Örneğin; sınavı sınırdan kazanan bir kişi için “şanslıydı” demek pek adaletli gelmiyor bana. Sınavı ona kazandıracak çalışmayı göstermeseydi o kişi, o sınıra ulaşacak puanı da alamazdı. Ayrıca şu bir gerçek ki bizler, o kişinin o başarıyı elde etmek için nasıl bir çalışma içinde olduğunu, ne gibi fedakârlıklar yaptığını her zaman bilemeyebiliriz. Bu sebepledir ki bu kişiye “şanslıydı” demek, o kişinin emeğini görmezden gelmektir. O kişinin hakkını yemektir.
Eğer siz hiç kazanabilmek umuduyla piyango biletlerinden satın almamışsanız veya tüm kolonları doldurup sayfalarca talih oyunlarına para yatırmadıysanız; bu oyunları kazanmayı da bekleyemezsiniz. Bu oyunları kazananları da sadece “şanslılar” diyerek geçiştiremezsiniz. Çünkü yapılan araştırmalara göre; talih oyunlarından büyük ikramiye kazanan kişiler, büyük bir çoğunlukla sayıları istatistiksel bir şekilde kullanan ve devamlı bu oyunları oynayanların arasından çıkıyor.
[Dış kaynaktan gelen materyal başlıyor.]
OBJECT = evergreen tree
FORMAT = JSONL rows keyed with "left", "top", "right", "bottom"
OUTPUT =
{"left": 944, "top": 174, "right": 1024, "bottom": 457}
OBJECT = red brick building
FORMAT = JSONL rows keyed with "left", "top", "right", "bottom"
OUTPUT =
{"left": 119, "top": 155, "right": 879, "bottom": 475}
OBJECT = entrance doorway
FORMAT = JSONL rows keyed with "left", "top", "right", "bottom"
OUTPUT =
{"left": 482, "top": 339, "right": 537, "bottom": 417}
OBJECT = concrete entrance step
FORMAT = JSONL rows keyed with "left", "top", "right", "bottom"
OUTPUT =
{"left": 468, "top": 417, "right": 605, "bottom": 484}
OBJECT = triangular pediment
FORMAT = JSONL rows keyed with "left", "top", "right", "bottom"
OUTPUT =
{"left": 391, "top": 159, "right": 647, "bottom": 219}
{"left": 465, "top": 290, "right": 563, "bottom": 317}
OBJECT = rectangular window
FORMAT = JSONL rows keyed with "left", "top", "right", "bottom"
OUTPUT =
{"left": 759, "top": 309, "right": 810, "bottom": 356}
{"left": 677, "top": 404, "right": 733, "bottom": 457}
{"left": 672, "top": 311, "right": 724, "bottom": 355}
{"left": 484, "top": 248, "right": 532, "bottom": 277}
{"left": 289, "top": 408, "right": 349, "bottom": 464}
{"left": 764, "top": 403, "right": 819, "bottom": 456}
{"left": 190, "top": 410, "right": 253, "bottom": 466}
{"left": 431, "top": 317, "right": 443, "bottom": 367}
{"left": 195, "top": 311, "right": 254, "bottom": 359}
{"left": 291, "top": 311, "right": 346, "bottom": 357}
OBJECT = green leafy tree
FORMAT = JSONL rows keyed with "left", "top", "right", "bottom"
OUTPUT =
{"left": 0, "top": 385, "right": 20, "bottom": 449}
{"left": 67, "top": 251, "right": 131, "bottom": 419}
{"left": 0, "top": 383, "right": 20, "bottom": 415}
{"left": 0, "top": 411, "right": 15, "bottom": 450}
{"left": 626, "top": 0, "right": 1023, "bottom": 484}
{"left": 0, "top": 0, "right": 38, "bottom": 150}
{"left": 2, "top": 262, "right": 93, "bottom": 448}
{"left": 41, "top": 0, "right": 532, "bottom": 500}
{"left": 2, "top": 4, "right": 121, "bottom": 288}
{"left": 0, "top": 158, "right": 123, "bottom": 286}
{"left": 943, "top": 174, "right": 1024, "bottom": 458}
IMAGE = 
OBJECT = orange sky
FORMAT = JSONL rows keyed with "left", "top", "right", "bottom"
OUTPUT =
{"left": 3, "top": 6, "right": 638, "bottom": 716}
Evet, bu tür oyunlar kolay yoldan büyük kazançlar sağlasa da bunların arkasında bile sanıldığı gibi sadece şansın olmadığı da açıktır.
Bu kadar lafın üzerine siz bana hiç hak etmediği halde şansının yardımı ile büyük kazançlar, yüksek mevkiler elde edenleri de sorabilirsiniz. Cevap basit. Siz, şans ile torpil veya haksız kazanç kelimelerini birbirine karıştırıyorsunuz demektir. Çünkü doğadaki hiçbir olgu rastlantısal değildir. Her şey bir döngü içinde muntazam şekilde gerçekleşmektedir. Siz de bu sistemin alt parçası olarak bilmelisiniz ki emek vermeden hiçbir netice elde edemezsiniz. Emeğin olduğu yerde ilahi adalet vardır. İlahi adaletin olduğu yerde ise, zaten kişi kendi şansını kendi yaratır.